Desde una perspectiva neurocientífica y educativa, una primera pregunta que nos tenemos que hacer es si el hecho de aprender es una construcción cultural o bien un instinto biológico. La distinción es importante. Si fuera una construcción cultural, habría que dedicar muchos esfuerzos a enseñar a los alumnos cómo tienen que aprender. En cambio, si fuera un instinto biológico arraigado al funcionamiento intrínseco del cerebro, lo que haría falta es entender cómo funciona y a qué necesidades biológicas obedece, para aprovecharlas. Y también de qué manera todo lo que aprendemos queda fijado en el cerebro y cómo esto condiciona su funcionamiento posterior, para poder sacar el máximo provecho a través de propuestas educativas adecuadas. La respuesta a esta pregunta retórica es clara: aprender es un instinto biológico inevitable. Ahora bien, qué aprendemos y cómo lo aprendemos tiene componentes culturales clarísimos, que en buena parte dependen de los currículums y de las metodologías didácticas que utilizamos.

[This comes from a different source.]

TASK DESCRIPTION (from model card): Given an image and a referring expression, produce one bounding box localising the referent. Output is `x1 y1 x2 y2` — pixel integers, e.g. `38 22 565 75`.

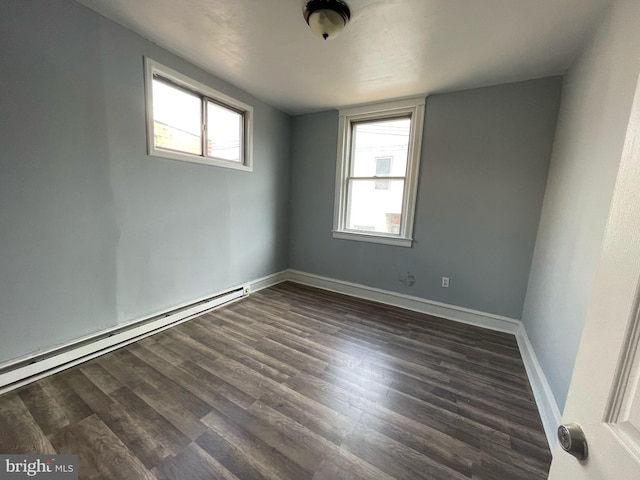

De todos los aspectos importantes en neurociencia educativa, hay cuatro que se considera que son cruciales. Para empezar, el instinto biológico de aprender nos conmina a adquirir conocimientos del entorno, especialmente, pero no únicamente, del entorno social, con una finalidad específica: podernos anticipar a los cambios que se producen e interactuar de la mejor manera posible con los demás. Vivimos en un mundo dinámico y cambiante, y también incierto. Por eso es importante podernos anticipar a las amenazas, para evitarlas, y también a las oportunidades, para aprovecharlas. Por lo tanto, un primer aspecto que hay que destacar es que el cerebro prioriza los aprendizajes que percibe que pueden ser necesarios en un futuro, especialmente cuando tienen componentes sociales. En consecuencia, cuando transmitimos conocimientos, hace falta aprovechar los aspectos sociales a través de metodologías pedagógicas colaborativas y que lo integremos a la realidad presente y futura de los alumnos.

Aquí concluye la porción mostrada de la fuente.